Jonsac è fottuto perché è il Re dell’indecisione. Un uomo vero. E non basta la stessa Nouchi a spingerlo verso Lelia, il cui tentativo di suicidio è per la “Regina della notte” un chiaro segno delle attenzioni verso il proprio cagnolino pentito. Niente, la situazione non si sblocca, mentre là fuori Istanbul continua a rapire uomini e donne col suo caffè aromatizzato, le sigarette d’ordinanza e un’atmosfera rarefatta che si appiccica addosso come un secondo vestito.
Pubblicato nel 1935, I Clienti di Avrenos è il roman-roman di Georges Simenon che Emmanuel Carrère prende come esempio quando deve citare un capolavoro della letteratura (ne curò pure una riduzione televisiva). Naturale condividerne l’afflato. Simenon, dentro una cucitura proto-romantica, dipana una storia nerissima, col bandolo saldamente in mano a un personaggio sconcertante, quella Nouchi, giovanissima e scaltra, che si erge pressoché a unicum nella carriera letteraria dell’autore. Raro trovare nelle sue pagine un personaggio che come un mangiafuoco si eleva sugli altri e ancor più raro che abbia un profilo femminile.

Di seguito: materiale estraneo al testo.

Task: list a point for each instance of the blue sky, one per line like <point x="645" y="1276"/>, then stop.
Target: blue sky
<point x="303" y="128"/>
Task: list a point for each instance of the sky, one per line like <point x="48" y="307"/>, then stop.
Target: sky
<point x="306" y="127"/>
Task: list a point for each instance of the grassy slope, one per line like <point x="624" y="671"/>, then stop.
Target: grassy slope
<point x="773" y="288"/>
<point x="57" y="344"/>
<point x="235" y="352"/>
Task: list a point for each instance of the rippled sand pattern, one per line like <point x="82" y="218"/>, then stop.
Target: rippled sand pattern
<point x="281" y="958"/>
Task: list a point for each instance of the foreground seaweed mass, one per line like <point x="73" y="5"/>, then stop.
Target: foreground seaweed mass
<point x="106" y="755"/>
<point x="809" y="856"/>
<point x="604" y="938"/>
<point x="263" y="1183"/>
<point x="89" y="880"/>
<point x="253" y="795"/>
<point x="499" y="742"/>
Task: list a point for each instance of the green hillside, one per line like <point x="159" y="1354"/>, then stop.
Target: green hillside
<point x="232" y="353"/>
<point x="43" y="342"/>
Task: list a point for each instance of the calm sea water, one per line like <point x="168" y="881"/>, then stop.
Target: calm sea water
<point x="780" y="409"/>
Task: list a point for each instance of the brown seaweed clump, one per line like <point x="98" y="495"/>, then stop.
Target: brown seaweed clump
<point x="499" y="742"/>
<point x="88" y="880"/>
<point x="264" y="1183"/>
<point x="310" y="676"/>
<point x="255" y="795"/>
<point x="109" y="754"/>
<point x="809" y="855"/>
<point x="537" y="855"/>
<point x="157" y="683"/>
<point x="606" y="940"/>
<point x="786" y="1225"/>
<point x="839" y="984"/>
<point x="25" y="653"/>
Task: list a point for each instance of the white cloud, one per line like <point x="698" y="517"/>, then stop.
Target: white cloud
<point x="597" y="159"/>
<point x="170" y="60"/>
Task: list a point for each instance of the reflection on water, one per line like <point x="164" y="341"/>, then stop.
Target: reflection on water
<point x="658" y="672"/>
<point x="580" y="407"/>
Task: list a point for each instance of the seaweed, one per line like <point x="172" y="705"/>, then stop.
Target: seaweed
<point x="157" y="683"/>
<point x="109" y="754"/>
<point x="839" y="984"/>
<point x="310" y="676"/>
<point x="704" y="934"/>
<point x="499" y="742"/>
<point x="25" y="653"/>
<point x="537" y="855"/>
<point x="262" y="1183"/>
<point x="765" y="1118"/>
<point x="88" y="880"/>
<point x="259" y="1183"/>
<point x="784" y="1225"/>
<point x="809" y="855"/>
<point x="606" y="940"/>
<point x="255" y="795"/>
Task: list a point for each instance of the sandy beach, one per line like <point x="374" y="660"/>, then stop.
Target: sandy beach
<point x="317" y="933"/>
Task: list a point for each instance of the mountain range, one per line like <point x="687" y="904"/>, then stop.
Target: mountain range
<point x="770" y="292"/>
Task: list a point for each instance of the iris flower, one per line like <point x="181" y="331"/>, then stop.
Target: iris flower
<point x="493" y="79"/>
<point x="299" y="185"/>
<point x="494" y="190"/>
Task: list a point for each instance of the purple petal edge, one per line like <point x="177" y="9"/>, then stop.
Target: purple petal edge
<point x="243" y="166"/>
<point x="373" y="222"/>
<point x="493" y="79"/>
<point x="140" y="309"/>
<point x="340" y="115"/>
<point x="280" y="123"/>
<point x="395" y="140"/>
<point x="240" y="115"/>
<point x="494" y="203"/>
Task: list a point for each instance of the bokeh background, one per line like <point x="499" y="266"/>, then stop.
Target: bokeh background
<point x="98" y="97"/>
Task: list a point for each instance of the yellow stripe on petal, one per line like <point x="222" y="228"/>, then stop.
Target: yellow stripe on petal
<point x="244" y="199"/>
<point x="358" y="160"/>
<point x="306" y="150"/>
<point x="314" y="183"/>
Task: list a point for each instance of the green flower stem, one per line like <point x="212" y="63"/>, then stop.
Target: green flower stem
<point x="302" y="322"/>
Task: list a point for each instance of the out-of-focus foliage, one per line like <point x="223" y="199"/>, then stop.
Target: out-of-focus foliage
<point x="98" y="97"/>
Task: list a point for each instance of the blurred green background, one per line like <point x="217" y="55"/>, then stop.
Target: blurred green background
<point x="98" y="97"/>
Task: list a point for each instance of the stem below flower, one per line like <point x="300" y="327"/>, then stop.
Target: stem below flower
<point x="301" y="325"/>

Sangue viennese, un’immensa sete di stare lontana dalle ristrettezze economiche della sua gioventù, Nouchi è la dark side of the moon del suo “salvatore”. Rischia il più possibile, crea trame pericolose, gioca con l’animo di chi le gravita accanto e stuzzica i sensi dei maschi quanto basta per tendere le reti senza mai caderne dentro. Si confonde con l’incantesimo della capitale turca, ma lascia a Jonsac l’idea che a Istanbul “bisogna accettare la vita come viene”.
Qualcuno si farà male. Facile prevederlo. Molto male. Nei libri del Maestro spesso è il lettore.